Summary:

  • Control testing at Danske Bank it's a role that combines investigation, engineering mindset and behavioural insight to verify that critical processes work in real life, not just on paper.
  • From reviewing potential conflicts of interest across subsidiaries to testing mandatory training completion for ~20,000 employees, the work directly supports how a global financial institution operates safely and responsibly.
  • Compliance officers for control testing act as an independent lens between business, risk, advisory compliance and audit – translating complex regulations into clear, actionable insight that builds trust across the organisation and with customers.
  • The role blends data analysis, system checks and regulatory knowledge with interviews, judgment calls and problem‑solving when controls rely on human decisions or imperfect data.
  • Even small issues in automated controls can create false assurance; spotting and fixing them early protects big outcomes – a mindset that defines high‑quality, expert work at Danske Bank.
  • While automation and AI support speed and pattern detection, the article shows why critical thinking, context and “so what?” reasoning keep these roles both challenging and future‑proof. 

For people outside banking – what is “control testing”, really? 

In simple words, control testing is checking whether important processes actually work as intended. A process may look perfect on paper, but our job is to test how it performs in real life – combining analytical thinking with a bit of detective work.  

In Compliance control testing, this means independently reviewing whether we, as a financial institution, have properly implemented regulatory requirements, whether these are accurately reflected in our governing documents and whether the described processes operate as they should. As an example, from one of the recent tests, we did a complex review of how potential conflicts of interest are identified, registered and managed across subsidiaries. 

Each review or test has three main steps:  

Most tests run over roughly three months and are carried out by a lead tester working closely with a buddy. The scale can vary significantly – for example, recently we did a test focused on mandatory trainings. It involved reviewing how completion was ensured for around 20,000 employees of Danske Bank, including notifications, reminders and how the end-to-end process was designed.  

How does control testing contribute to the bank’s overall risk management?  

Our work helps the Group assess Financial Crime, Regulatory Compliance and Sustainability risks.
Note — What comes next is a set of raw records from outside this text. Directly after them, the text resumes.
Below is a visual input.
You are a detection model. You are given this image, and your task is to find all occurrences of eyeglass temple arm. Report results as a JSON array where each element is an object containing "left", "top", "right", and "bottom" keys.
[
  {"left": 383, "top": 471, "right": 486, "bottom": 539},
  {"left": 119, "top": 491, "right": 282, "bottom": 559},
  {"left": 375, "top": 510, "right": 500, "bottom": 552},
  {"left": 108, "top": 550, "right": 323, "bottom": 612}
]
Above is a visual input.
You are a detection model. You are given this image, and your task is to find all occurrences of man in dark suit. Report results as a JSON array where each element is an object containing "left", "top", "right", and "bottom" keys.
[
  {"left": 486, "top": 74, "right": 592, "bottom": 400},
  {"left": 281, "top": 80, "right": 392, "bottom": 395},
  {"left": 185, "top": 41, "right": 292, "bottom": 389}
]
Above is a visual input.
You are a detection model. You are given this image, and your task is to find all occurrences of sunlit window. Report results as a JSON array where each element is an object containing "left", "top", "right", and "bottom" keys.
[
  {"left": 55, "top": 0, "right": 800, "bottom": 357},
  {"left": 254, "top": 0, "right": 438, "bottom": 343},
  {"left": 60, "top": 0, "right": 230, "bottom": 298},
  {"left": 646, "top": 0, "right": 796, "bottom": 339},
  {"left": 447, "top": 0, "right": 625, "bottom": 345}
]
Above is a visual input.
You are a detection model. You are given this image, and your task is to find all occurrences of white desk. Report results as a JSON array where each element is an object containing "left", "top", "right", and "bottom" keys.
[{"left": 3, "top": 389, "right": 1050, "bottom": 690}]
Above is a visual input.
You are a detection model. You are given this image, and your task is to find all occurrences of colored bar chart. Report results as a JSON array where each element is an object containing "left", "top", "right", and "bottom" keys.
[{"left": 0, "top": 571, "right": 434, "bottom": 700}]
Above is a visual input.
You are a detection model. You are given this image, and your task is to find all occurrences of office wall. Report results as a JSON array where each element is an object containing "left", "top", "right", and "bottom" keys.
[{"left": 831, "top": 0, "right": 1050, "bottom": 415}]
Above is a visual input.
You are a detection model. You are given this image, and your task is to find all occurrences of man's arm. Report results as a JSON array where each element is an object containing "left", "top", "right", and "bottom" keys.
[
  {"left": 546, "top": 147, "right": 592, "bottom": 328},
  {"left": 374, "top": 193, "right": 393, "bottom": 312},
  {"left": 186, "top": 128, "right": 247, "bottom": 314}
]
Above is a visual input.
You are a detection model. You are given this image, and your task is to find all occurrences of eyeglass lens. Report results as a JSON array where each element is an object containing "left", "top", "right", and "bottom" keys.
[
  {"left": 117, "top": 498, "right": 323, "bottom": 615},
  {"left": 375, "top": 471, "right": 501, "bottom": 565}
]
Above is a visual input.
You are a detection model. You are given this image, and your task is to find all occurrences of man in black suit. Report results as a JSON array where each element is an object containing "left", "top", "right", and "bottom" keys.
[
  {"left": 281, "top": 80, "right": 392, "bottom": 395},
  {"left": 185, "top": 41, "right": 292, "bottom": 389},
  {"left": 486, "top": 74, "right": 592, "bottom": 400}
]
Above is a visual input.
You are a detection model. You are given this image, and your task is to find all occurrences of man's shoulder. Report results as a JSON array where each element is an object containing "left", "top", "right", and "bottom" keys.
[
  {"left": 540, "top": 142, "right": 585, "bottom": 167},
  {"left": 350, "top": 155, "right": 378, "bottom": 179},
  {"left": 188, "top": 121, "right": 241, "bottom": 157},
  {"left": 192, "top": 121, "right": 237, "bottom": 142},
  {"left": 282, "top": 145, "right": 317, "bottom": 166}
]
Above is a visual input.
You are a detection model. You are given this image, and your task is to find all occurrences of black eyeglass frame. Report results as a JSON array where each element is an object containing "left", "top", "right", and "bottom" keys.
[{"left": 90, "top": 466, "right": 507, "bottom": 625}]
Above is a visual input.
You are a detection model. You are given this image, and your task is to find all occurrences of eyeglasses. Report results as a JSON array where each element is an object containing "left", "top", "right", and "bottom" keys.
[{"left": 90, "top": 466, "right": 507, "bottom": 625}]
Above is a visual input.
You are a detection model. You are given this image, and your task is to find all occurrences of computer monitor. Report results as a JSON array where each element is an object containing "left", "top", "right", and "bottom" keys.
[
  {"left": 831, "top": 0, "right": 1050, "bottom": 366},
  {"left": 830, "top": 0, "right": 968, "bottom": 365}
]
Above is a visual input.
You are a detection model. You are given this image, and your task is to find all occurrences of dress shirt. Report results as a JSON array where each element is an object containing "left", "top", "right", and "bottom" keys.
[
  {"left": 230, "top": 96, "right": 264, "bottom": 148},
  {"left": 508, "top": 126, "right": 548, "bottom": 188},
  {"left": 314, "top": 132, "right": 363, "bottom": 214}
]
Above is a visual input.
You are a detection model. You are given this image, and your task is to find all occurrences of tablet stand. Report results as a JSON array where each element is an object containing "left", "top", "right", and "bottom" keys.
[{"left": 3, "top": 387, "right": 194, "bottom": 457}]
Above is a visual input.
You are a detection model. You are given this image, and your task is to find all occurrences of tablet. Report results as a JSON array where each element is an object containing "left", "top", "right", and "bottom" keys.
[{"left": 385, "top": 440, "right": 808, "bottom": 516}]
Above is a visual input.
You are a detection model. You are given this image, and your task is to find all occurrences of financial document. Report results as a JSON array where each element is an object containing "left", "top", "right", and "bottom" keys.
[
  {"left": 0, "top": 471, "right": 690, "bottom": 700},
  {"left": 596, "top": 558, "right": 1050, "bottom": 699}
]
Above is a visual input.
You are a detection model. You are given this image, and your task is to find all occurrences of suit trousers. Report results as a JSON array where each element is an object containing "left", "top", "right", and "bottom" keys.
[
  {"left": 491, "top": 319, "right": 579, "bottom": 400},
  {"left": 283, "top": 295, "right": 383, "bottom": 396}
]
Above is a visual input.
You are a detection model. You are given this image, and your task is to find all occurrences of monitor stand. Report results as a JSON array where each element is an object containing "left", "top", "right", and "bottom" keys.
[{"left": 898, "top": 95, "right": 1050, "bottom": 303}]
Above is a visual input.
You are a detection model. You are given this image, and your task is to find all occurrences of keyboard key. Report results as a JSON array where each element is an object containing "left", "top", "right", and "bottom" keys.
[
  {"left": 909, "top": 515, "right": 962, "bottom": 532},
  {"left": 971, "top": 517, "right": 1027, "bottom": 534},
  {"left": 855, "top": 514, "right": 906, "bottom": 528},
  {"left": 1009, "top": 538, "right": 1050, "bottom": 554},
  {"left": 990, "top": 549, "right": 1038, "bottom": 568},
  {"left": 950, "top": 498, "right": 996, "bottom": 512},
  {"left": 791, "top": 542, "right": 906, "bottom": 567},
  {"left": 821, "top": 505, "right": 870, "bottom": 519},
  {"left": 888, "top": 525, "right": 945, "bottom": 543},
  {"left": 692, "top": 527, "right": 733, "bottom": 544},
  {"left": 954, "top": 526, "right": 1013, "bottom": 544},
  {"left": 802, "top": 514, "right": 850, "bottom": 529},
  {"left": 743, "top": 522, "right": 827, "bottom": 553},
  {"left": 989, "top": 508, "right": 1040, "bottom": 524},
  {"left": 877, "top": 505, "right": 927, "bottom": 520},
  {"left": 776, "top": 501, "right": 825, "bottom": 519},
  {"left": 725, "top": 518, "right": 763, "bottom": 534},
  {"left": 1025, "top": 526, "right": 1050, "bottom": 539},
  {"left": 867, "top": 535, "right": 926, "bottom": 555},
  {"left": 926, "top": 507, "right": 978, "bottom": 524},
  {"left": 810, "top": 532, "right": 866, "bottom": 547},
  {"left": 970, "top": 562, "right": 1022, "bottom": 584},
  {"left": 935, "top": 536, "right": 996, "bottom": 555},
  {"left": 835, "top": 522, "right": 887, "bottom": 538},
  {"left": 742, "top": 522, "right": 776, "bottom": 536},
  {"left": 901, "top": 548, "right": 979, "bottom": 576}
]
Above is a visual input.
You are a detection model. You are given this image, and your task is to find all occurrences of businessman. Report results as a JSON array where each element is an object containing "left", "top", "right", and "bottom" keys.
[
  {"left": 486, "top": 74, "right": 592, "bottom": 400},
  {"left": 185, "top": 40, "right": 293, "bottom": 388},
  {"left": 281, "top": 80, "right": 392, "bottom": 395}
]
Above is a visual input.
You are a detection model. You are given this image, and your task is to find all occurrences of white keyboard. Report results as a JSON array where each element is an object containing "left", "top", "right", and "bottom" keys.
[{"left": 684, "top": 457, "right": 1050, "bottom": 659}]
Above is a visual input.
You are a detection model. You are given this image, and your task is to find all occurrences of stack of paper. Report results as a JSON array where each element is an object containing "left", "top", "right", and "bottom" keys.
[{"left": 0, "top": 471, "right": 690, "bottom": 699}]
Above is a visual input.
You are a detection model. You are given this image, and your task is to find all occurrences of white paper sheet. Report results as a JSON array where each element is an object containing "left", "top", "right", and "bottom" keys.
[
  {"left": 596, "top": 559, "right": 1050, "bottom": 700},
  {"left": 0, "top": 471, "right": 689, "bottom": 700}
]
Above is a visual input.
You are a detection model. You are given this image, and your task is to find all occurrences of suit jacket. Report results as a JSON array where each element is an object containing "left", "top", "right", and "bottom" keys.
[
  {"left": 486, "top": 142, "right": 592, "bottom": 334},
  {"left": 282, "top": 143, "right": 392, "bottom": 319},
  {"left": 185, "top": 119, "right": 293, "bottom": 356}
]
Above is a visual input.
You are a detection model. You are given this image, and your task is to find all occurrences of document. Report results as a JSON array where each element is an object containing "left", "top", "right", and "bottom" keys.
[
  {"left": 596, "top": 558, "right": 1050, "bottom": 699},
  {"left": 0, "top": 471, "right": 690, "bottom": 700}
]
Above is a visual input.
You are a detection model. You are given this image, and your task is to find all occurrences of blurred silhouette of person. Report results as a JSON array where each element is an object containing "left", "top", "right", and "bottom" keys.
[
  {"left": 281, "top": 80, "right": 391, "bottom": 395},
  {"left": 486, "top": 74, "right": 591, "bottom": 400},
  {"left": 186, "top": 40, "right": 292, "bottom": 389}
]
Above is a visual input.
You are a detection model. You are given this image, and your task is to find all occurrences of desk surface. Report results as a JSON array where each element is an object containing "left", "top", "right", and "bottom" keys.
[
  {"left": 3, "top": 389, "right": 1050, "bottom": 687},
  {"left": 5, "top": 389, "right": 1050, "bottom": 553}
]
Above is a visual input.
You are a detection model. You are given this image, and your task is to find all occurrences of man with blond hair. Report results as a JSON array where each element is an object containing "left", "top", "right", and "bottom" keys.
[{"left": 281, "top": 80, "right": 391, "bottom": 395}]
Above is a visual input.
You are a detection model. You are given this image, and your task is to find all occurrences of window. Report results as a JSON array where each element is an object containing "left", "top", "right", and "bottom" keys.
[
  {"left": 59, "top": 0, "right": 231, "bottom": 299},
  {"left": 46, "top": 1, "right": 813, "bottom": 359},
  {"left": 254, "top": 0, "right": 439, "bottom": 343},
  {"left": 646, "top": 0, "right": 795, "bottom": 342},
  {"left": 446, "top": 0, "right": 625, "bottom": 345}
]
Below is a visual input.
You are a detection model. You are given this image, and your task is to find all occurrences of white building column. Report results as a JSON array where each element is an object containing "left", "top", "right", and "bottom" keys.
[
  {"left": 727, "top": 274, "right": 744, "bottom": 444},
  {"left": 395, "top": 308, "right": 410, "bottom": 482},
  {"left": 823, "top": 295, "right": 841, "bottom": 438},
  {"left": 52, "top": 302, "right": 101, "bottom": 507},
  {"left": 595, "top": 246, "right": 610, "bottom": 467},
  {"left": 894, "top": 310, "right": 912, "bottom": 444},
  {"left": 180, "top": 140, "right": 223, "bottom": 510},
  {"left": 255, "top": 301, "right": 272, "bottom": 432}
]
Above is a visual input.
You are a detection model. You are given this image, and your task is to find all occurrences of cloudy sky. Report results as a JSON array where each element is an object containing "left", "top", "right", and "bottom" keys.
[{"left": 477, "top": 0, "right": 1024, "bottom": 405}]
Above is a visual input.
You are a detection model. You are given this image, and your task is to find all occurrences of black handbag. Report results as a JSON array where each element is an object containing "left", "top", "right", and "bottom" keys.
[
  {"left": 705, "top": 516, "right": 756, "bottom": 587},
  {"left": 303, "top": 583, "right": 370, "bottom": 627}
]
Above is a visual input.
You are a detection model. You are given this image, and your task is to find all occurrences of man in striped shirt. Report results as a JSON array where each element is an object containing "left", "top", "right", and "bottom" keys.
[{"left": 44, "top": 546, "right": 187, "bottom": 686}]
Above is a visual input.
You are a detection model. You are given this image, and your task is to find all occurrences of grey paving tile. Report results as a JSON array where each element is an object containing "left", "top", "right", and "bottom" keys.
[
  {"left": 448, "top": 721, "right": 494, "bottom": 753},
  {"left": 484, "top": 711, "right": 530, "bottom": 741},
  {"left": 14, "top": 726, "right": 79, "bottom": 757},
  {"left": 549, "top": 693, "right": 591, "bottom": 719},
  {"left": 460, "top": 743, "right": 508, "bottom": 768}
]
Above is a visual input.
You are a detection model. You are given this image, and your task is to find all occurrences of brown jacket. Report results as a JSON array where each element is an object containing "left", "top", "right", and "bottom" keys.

As we put it: business teams operate controls, risk and compliance teams provide oversight, we act as an independent lens to test and translate findings, and audit independently reviews everything. This layered model creates something essential: trust – within the organisation and ultimately with our customers.  

What’s the hardest type of control to test – and why? 

In general, any control that is well-documented is straightforward to test. The challenges start when a control relies heavily on human judgment – for example, deciding whether something is suspicious or whether an explanation is sufficient. Automation is predictable; people aren’t. In those moments you not only review what someone did, but also why they did it, which means interviewing, understanding context and applying a structured approach to reach consistent conclusions.  Automated controls can be tricky too – especially when documentation is weak, system logs are incomplete, or the data you need is scattered across multiple reports with different formats. In those moments, testers have to think on their feet, piece together evidence and adapt their approach to whatever is actually available.  But with clear governing documents and engaged stakeholders, most controls can be tested successfully. Flexibility, curiosity and the ability to translate findings into clear insight are key. 

Why do challenging and reporting small issues matter?  

Automation can look foolproof – no interpretation, no human error. But systems can drift over time. Things get cross-wired. In one test, an automated control appeared perfect, yet there was no evidence of the actual process outcome. Challenging and reporting that small issue prevented false assurance and restored the control’s effectiveness. Small fixes protect big outcomes. 

What’s the most underestimated part of control testing? 

People often assume the hardest part is the actual testing – sampling cases and checking how a control performs. But in reality, the most demanding phase is the planning. That’s where you uncover the nuances of the control, align expectations and build the foundation for reliable results. For me and for my colleagues, this is the stage that requires the most time, thinking and careful coordination. 

From your perspective, is control testing something robots could realistically take over? 

Automation can certainly take on the repetitive parts – scanning records, pre-filling templates based on previous documents, spotting anomalies and running comparisons. AI is great for speed and pattern detection.  But the essence of control testing is human judgment: understanding context, applying critical thinking and answering the “so what” behind the evidence. That human layer is hard to automate and that's why a full takeover is unlikely.